Como defendió Harris en su ronda centroamericana, a la espera de los grandes cambios legislativos, toca centrar los esfuerzos en avanzar con pequeños cambios que sumen, como la ayuda humanitaria a los países de origen y el fomento de las asociaciones público-privadas para enfrentar el aumento de la migración. Lo mismo se prometen 500.000 vacunas contra la covid-19 que se plantean proyectos para empoderar a las comunidades indígenas, a los agricultores o los emprendedores. También de acabar con comportamientos corruptos, para dar “esperanza” a la gente.
Se han dado pasos vistosos como el freno a la construcción del famoso muro mexicano, abogando por una “frontera inteligente” en la que en vez de obstáculos físicos haya mucha vigilancia y mucha tecnología, y el fin a las restricciones de viaje para personas de 13 países de mayoría musulmana.
Pero también ha habido demasiados derrapes. Por ejemplo, en abril se anunció que se mantendría la cuota anual de refugiados en el nivel mínimo marcado por Trump, de 15.000 personas. Un aluvión de críticas por parte de los sectores demócratas obligaron a Biden a rectificar la medida apenas unas horas después. France 24 recuerda que entre sus promesas estaba aumentar esa cifra hasta 125.000 refugiados anuales. “Algo que está muy lejos de ser realidad”.
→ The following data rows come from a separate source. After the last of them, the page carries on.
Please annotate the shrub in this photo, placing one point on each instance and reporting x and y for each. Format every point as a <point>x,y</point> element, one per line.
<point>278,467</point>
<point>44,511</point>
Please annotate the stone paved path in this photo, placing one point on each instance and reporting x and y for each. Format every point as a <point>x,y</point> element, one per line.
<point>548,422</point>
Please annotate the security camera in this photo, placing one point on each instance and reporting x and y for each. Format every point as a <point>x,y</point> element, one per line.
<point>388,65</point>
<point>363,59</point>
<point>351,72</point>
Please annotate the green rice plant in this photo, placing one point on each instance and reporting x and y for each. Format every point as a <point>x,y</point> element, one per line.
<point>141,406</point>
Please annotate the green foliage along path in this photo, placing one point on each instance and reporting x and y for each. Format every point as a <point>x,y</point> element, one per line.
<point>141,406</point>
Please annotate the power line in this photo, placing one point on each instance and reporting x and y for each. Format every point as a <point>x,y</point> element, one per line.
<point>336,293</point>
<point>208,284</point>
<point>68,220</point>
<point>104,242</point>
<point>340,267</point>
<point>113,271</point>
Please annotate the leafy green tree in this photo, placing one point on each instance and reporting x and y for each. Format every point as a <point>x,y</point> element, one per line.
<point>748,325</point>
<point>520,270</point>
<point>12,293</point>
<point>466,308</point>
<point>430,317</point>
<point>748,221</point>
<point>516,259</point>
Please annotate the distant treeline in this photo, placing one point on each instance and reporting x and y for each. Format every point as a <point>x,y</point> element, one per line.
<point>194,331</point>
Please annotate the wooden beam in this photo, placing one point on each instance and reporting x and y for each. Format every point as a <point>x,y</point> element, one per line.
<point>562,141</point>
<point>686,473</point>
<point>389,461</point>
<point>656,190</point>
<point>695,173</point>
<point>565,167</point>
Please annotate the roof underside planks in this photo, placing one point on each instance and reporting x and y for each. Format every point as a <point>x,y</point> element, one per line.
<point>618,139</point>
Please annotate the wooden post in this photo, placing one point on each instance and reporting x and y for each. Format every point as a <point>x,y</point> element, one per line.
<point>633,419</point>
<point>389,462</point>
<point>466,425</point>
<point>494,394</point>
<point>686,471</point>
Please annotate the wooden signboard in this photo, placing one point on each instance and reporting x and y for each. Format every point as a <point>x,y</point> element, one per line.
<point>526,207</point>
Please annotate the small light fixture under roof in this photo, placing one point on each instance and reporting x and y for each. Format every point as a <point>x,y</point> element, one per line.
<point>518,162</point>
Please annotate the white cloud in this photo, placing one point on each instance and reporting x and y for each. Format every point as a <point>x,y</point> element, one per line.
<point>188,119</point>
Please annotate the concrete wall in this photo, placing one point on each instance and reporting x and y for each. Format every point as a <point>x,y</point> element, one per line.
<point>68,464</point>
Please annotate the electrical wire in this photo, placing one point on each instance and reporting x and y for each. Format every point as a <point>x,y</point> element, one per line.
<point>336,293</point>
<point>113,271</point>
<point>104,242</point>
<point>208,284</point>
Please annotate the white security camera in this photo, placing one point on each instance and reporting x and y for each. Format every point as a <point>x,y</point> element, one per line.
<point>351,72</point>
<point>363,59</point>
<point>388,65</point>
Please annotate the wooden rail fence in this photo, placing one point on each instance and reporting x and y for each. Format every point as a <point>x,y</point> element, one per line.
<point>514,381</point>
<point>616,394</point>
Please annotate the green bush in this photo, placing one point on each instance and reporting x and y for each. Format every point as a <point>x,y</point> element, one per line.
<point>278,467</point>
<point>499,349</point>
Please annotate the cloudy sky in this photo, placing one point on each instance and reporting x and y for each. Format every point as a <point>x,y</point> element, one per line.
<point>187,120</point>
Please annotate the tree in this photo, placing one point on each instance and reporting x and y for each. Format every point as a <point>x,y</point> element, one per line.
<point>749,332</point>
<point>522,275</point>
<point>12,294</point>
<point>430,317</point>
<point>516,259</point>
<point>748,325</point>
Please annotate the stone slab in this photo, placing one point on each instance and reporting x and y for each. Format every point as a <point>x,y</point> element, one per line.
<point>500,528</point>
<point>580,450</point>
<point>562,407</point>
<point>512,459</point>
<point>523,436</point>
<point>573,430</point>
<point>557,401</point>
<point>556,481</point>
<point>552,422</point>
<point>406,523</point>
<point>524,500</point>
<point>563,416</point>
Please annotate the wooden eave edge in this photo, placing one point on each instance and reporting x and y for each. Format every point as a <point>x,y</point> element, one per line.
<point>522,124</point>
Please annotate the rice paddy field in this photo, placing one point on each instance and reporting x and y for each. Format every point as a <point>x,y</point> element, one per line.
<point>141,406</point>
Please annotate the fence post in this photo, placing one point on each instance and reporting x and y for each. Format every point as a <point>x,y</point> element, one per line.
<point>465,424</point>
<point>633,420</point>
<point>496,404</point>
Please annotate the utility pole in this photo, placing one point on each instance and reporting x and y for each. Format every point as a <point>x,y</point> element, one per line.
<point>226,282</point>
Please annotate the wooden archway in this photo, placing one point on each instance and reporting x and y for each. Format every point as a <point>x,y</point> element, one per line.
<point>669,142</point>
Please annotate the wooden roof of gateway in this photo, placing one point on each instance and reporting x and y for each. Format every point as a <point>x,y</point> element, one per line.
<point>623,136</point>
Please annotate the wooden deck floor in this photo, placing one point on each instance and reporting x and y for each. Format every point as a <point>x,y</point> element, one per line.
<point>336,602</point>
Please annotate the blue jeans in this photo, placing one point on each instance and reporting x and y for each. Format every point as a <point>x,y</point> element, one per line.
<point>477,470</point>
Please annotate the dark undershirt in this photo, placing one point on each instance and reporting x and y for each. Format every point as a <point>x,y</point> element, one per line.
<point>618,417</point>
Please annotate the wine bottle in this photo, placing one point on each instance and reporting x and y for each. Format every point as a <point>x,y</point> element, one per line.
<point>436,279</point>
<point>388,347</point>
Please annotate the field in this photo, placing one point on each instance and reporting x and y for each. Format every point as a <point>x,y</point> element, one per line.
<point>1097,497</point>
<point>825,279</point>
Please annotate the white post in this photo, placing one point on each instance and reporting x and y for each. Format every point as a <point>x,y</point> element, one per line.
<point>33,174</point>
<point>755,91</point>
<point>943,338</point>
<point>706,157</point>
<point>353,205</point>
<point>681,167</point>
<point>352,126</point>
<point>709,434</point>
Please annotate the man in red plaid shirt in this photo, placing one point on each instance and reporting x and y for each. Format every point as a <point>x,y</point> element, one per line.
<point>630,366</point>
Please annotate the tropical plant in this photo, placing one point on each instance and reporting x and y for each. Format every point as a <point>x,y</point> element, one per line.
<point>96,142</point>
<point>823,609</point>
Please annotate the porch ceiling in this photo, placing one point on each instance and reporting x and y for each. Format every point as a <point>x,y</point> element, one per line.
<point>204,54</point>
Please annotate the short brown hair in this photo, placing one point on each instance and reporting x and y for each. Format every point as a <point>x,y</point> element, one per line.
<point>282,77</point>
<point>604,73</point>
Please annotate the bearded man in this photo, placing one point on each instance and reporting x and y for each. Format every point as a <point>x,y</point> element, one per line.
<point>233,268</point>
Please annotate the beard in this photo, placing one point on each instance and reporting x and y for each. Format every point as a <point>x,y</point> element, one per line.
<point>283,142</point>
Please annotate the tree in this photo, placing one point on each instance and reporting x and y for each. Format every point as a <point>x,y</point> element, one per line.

Biden no ha completado la reforma del sistema de asilo, sólo ha aplicado una revisión parcial del Estatuto de Protección Temporal, otorgado a venezolanos y birmanos y extendido a sirios y liberianos, y se ha topado con la justicia, que le ha bloqueado su plan de congelar las deportaciones durante 100 días al menos. El viaje de Harris le ha servido de parche, porque aún no ha podido verse con los presidentes de El Salvador, Guatemala, Honduras, México y Canadá, como tenía previsto en los primeros meses de su mandato.
En palabras de Jen Psaki, la secretaria de Prensa de la Casa Blanca, “reconstruir nuestro sistema migratorio es muy difícil”. Se entienden los plazos, la burocracia, los debates y las mayorías, pero el episodio de esta semana de la vicepresidenta Harris demuestra que hay que hilar más fino y situar, por encima de todo, unas garantías humanitarias reconocidas como esenciales, nunca ponerlas en duda, como con el asilo. Lo contrario es “decepcionante”, avisa la congresista demócrata Alexandria Ocasio-Cortez.